It has long been established that excessive alcohol consumption during gestation can lead to a combination of growth deficiency, physical malformations and severe mental retardation known as Fetal Alcohol Syndrome (FAS). However, FAS is at the severe end of a wide range of disorders and deficits, associated with prenatal alcohol exposure, grouped together under the umbrella term Fetal Alcohol Spectrum Disorders (FASD). Included under the FASD heading are dysfunctions or deficits in learning and memory, attention, hyperactivity, social conduct, anxiety and depression which have been associated with exposure to alcohol in a range of doses, largely within the moderate to high region, as well as at varying stages of gestational development.
Taking this into account, many countries around the world officially recommend that women completely abstain from the consumption of alcohol during pregnancy and while breast feeding. However, many women consume alcohol while pregnant, with a large proportion of these women doing so in low to moderate amounts. Despite this, very little research has investigated the effects of prenatal exposure to alcohol within the low to moderately low dose range. This study aimed to use a rat model to investigate the long term cognitive and behavioural consequences of chronic low dose ethanol exposure for the duration of pregnancy in the rat which is the gestational period equivalent to the first two trimesters of human development.

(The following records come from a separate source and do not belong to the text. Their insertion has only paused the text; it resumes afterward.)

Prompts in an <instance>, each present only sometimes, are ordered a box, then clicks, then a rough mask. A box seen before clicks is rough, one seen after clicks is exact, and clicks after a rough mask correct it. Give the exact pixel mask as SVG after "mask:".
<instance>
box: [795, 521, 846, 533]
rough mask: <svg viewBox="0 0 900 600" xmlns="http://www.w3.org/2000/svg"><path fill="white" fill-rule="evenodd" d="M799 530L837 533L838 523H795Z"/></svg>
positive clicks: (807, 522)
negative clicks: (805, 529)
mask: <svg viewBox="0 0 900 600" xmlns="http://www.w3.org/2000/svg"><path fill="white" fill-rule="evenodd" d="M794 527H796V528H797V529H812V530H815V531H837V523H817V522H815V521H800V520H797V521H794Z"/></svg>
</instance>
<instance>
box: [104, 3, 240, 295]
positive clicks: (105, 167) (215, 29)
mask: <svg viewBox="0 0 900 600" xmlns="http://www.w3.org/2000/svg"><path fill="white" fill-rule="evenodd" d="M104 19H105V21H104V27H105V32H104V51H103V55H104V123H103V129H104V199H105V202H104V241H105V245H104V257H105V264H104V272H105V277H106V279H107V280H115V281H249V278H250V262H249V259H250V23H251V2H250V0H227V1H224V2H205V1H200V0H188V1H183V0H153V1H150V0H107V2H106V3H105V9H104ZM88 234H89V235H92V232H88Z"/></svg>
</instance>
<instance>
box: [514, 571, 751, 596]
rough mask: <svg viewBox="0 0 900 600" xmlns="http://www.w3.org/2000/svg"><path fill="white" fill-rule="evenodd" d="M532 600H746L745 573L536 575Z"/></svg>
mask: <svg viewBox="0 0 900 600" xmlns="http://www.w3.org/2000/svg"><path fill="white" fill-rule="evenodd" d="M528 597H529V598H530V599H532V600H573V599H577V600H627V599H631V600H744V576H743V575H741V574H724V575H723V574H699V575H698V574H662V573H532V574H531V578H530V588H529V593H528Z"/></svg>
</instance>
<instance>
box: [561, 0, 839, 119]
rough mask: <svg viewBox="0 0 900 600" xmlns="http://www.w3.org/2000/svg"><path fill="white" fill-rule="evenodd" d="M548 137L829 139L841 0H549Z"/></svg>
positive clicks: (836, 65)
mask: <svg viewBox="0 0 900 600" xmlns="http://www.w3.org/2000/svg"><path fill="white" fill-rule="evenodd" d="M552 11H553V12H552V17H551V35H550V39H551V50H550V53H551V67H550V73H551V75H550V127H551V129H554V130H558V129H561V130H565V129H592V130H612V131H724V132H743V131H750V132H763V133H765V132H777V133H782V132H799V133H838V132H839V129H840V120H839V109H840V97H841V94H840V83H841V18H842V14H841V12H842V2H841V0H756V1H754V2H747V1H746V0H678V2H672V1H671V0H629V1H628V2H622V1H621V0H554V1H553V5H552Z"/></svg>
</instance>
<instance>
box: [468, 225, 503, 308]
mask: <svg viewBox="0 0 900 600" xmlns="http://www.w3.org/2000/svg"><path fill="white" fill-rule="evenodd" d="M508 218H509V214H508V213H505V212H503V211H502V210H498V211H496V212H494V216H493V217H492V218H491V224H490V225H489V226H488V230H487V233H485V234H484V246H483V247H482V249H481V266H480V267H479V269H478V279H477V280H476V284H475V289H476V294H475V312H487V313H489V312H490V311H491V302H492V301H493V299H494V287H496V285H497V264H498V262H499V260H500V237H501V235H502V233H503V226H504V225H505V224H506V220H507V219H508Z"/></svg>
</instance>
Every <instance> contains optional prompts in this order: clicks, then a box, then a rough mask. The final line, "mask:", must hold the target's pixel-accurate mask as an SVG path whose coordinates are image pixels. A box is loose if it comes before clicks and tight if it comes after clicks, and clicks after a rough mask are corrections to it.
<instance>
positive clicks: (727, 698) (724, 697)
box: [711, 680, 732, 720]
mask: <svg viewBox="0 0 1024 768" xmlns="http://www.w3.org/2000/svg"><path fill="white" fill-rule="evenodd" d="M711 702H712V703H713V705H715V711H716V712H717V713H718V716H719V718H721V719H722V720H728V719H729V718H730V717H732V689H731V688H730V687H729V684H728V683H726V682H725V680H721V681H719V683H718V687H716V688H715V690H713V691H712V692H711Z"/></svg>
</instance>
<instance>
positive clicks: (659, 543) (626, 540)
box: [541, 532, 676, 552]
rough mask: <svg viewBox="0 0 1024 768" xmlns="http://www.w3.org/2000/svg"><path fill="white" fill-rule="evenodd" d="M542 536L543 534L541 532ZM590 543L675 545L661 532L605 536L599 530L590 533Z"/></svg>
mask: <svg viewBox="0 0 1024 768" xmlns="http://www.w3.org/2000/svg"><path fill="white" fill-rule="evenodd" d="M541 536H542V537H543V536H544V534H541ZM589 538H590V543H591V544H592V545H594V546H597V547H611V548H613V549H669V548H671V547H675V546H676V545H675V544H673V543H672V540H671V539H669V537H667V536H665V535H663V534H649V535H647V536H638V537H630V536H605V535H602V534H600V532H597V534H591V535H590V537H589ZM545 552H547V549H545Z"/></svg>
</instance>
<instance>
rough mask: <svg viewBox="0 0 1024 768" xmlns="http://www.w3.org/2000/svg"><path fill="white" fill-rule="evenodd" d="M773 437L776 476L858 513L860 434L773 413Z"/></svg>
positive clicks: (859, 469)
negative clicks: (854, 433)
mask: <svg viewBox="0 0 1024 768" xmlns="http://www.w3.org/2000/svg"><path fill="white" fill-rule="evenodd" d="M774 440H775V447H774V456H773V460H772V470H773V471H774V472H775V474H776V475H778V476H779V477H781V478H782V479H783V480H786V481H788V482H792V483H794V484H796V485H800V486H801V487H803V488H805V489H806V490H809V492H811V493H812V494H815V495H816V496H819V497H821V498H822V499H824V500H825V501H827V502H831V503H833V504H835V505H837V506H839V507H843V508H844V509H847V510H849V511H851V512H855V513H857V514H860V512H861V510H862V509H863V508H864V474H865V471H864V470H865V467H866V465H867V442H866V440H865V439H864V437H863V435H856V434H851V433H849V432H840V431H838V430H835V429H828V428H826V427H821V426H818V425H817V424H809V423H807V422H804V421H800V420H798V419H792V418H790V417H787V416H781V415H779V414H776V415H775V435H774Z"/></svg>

Pregnant Sprague Dawley rats were fed a liquid diet containing 6% (vol/vol) ethanol (15% EDC) or an isocaloric control diet for the duration of pregnancy. Male and Female prenatal ethanol treated and control offspring underwent behavioural testing at 7-10 months (Adult) or 15-18 months (Aged) of age. Aspects of anxiety like behaviour were assessed using Elevated Plus Maze (EPM), Holeboard (HB) and Emergence tests and social behaviour was assessed using a Social Interaction (SI) test. Learning and memory function was assessed using Morris Water Maze (WM) and Y maze tasks. An Ethanol Preference test (EPT) was also carried out using a standard two bottle choice paradigm. Stereological and morphological analyses of the amygdaloid complex and the hippocampus were conducted using Nissl and Golgi cox staining techniques.
This study found no significant effects of low dose prenatal alcohol exposure on ethanol preference. Similarly, there was no significant effect of low dose prenatal alcohol exposure on aspects of learning and memory function or pyramidal cell number in the CA1 or CA3 regions of the hippocampus. However, offspring prenatally exposed to low doses of ethanol were found to have a positive phenotype for anxiety-like behaviour in the EPM, HB and Emergence tests. This anxiety-like behaviour could not be attributed to alterations in pyramidal cell number within the amygdaloid complex, but rather was associated with an increase in synaptic connectivity within the BLA indicated by the significant increase in dendritic spine density along the apical dendrites of pyramidal cells within this region that was not apparent in the CeA or MeA.
This study is the first to link increases in anxiety like behaviour to structural changes within the basolateral amygdala in a model of prenatal ethanol exposure. While, the learning and memory deficits typically linked to prenatal alcohol exposure were not evident within this chronic low dose model this study has shown that exposure to even a relatively small amount of alcohol during development can lead to long term alterations in anxiety-like behaviour.